Liz Chalfin, Book of Days
Working Day of the School
The Logic and Experience of the Well-Said in Psychoanalysis: Analytic Ethics in the Lacanian School
This year’s training builds upon the work of 2020’s “Analytic Act and its Evidence” weekend seminar that lead us to work on the ways in which speech and writing about what arises from the analytic act calls for an ethics of the well spoken in the psychoanalytic School that follows in the wake of Lacan’s return to Freud. In Television and The Triumph of Religion, Lacan explicitly defines the speaking being as the unconscious. Psychoanalysis is an experience of speech whose advent and future resides in the capacity of its practitioners to maintain a position that welcomes what Lacan defined in his early years as “full speech,” but which in the later Lacan concerns speech that holds onto the Real. What hold can speech have on this Real, that takes us beyond the border of what can be said, and that delivers us over to the work of that which is unsayable, or the censored unconscious?
While Lacan’s Seminar VII introduces an ethics of desire in all of its excess and impossibility as regards das Ding at work in the human, or speaking being, the later Lacan re-orients this ethic in terms of the well-spoken as truth holds on to the Real of the body. From its very beginnings in Freud’s work with hysterics psychoanalysis creates a frame for speech and listening to bodies that are speaking yet lack any guarantee that they will be heard. How does Lacan’s ethics of the Well-spoken support the capacity of psychoanalysis to welcome and work with the unconscious in clinical presentations once deemed unfit for analytic treatment, for example, in the clinic of “severity”—in addiction, psychosis, and the borderline?
Finally, this weekend training grapples with the question of how a Lacanian School, envisioned, proposed, and implemented by Lacan yet none-the-less dissolved by him is linked to an ethics of speech at the level of analytic discourse in a social bond that ex-sists beyond the individual cure in the acts, work, and contributions that stand as the basis of the School’s construction.
Faculty: Christopher Meyer, PhD, Beatrice Patsalides-Hofman, PhD, Marcelo Estrada, Ben Davidson, PhD, and Bret Fimiani, PsyD
Date & Time: Saturday, March 5, 2022 - 10:00 am-3:00 pm PST & Sunday, March 6, 2022 - 10:00 am-2:00 pm PST
This course is approved by the Medical Board of California to train Research Psychoanalysts and by the California Psychological Association to provide Continuing Education Units for Licensed Psychologists. This course is approved by the Board of Behavioral Sciences to provide Continuing Education Units for Marriage and Family Therapists and Psychiatric Social Workers. LSP maintains responsibility for this program and its content.

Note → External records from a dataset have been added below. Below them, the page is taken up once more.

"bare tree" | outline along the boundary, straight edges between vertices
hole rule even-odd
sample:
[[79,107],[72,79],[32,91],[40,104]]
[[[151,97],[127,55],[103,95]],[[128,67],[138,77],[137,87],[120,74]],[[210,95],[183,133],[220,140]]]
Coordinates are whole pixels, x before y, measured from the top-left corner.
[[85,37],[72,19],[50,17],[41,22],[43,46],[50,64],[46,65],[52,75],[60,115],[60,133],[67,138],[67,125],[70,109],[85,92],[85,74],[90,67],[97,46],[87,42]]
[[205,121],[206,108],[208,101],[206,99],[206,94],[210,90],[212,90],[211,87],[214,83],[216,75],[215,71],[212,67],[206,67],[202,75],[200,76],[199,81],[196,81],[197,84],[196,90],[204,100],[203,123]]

Benjamin Davidson, Ph.D. Dr. Davidson is a faculty member and Research Analyst of the Lacanian School, and an Associate Dean of Students at Stanford University, where he has led seminars on Lacanian and Freudian analysis since 2010. He maintains a private practice in Palo Alto and San Francisco, and is a co-editor and frequent contributor to the European Journal of Psychoanalysis.
Marcelo Estrada, M.A. Analyst of the School, Supervising Analyst, Designated Scholar of the School
Psychoanalyst, Current President and Chairman of the Board of the Lacanian School of Psychoanalysis, Founding Member and Faculty of the School. Has been teaching Lacan and Freud for more than twenty years. Private practice and also provides consultation and supervision.
Bret Fimiani, Psy.D. An analyst of the SF Bay Area Lacanian School of Psychoanalysis and a clinical psychologist. He works with people experiencing psychosis and extreme states in his private practice and at the Haight-Ashbury Integrated Care Center in SF. He is the chairperson for the Northern California Chapter of the International Society for the Psychological and Social Approaches to Psychosis and he is a board member for the Bay Area Hearing Voices Network. His research interests include the ethics of psychosis and the integration of clinical and peer models. His recently completed book titled Psychosis and Extreme States: An Ethic for Treatment (2021, Palgrave-Macmillan) is now available.
Beatrics Patsalides-Hofman Analyst Member of the School, Clinical Psychologist at the Primo Levi Center in Paris, private practice in psychoanalysis in Paris. Teaching, publications, consultation and training internationally in the field of psychoanalysis and political violence.
Christopher Meyer, Ph.D. Analyst of the School and Faculty of LSP, a member of the Freudian School of Quebec, a member of GIFRIC and member of the California Psychoanalytic Circle of the Freudian School of Quebec. He has a private practice in psychoanalysis and psychoanalytic psychotherapy located in Los Angeles, CA.